For city water customers, bills would increase faster but could stop growing — at least for a bit — after 2013.

Under the current proposal, in 2013 customers would pay 57 percent more than they paid this year. The former proposal would have topped out at a 60 percent increase above today's rates by 2015.

City Water Division Director Gary Martinez said the current proposal came after he consulted with new city Finance Director David Millican, who recommended modifying the earlier idea for a variety of factors. Among them, the nationwide credit market is increasingly unstable, and the city's plans depend on issuing bonds at a reasonable interest rate.

But Martinez cautioned against the idea that rates under the current proposal would remain stable after the five-year increase is over.

"Future increases will be dependent on the city's needs, and rates could continue to go up," he said Wednesday. "In no case will those rates go down. ... The rates are tied to our current needs and assumptions, and those could change.
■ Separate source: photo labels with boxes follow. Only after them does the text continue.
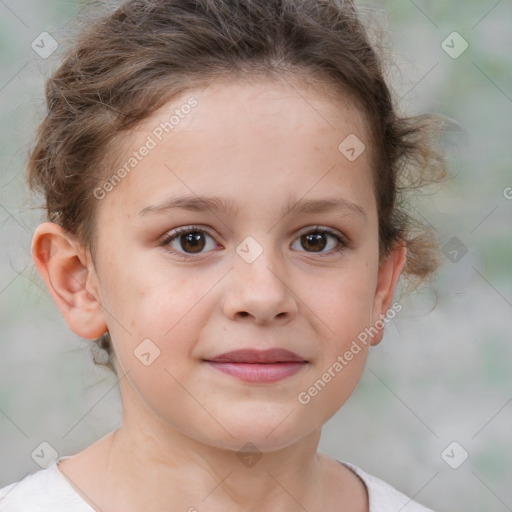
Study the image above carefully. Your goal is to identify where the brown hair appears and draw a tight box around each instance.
[28,0,445,369]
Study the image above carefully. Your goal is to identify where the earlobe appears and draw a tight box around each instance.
[31,222,107,339]
[371,244,407,345]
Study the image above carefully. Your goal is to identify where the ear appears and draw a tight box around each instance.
[31,222,107,339]
[371,244,407,345]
It's our best guess as to what the system will require in the next 10 years."

Councilor Rebecca Wurzburger said at Wednesday's Public Utilities Committee meeting that she intends to introduce a resolution that would make the change at Monday's City Council meeting. The proposal would then move through the city's public-hearing process before it came back to the governing body for a vote. If approved, the rate increase would take effect in March.

Public hearings on the earlier proposal did not garner a wealth of participation. Martinez said that did not surprise him. "I don't think it shocks (ratepayers). They are just educated about what needs to be the course," he said.

Among major projects the rate increase will pay for is the joint city/county Buckman Direct Diversion. Other capital needs include more water rights, upgrades to the Canyon Road water-treatment plant and watershed management.